Değerli Okur;
Bu yazımda Suriyeli bir çocuğun okulunda yazdığı bir hikayeciği sizlerle paylaşmak istiyorum.

Bu arkadaşımız 2011 yılında çıkan isyanlar sonrasında, ailesiyle birlikte Türkiye’ye gelmek zorunda kalarak hayatına burada devam etmektedir. İlk geldiği zamanlarda konuşma zorluğu çekerken, şimdilerde sınıfından sadece kendisinin, okulun kitapçığına bir hikâye yazacak kadar güzel yazı yazmakta ve aynı zamanda çok güzel Türkçe konuşmaktadır.

Bu güzel çocuğumuz bir cuma günü evinde otururken Cuma namazında olan babasının çok yakınında bir bomba patlar. Cami eve de çok yakın olduğu için patlama sesi ve şiddeti ev ahalisi tarafından da hissedilir. Zannediyorum bu sebeptendir ki, güzel yürekli çocuğumuz Türkiye’ye geldiklerinde çok az konuşur. Daha 4-5 yaşlarındaki bu çocuğun içinde kalan o kadar çok şey vardır ki …
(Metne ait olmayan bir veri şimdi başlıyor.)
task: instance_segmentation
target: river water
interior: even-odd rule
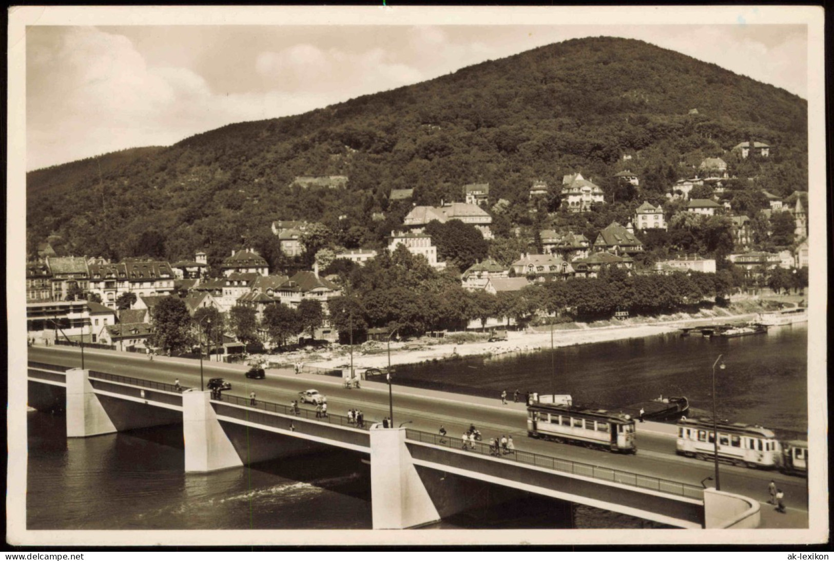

Aşağıdaki hikayeciği okumadan, kendisi hakkında ki bu küçük girizgahı yapmak istedim. Okurken bir çocuğun diline düğümlenen onca sözden sadece bu tatlı anının yazılmış olması beni çok etkiledi.

Şam’da Kar

Şam’da iken yaşadığım bir anım vardı. Şimdi size bu anımı anlatacağım.

Şam’da iken lapa lapa kar yağıyordu. Hemen ben, küçük ablam Maria, babam ve arkadaşı Gassan hepimiz hazırlandık. Sonra da bahçeye indik ve kartopu oynadık. Kardan adam yaptık. Kardan adam çok farklıydı. Sadece ayakta duran biri gibiydi. Onunla birkaç fotoğraf çekildik. Ardından kar oyunları oynadık ama kızak kaymadık. Daha sonra tekrar fotoğraf çekildik. Kar oyunları oynarken birden büyük ablam Maria düştü. Hepimiz ablam Maria’ya çok güldük.

                O gün çok eğlenmiştik. Şam’da ki eğlenceli günlerimi çok özlüyorum. Suriye’de ki savaş umarım bir an önce biter.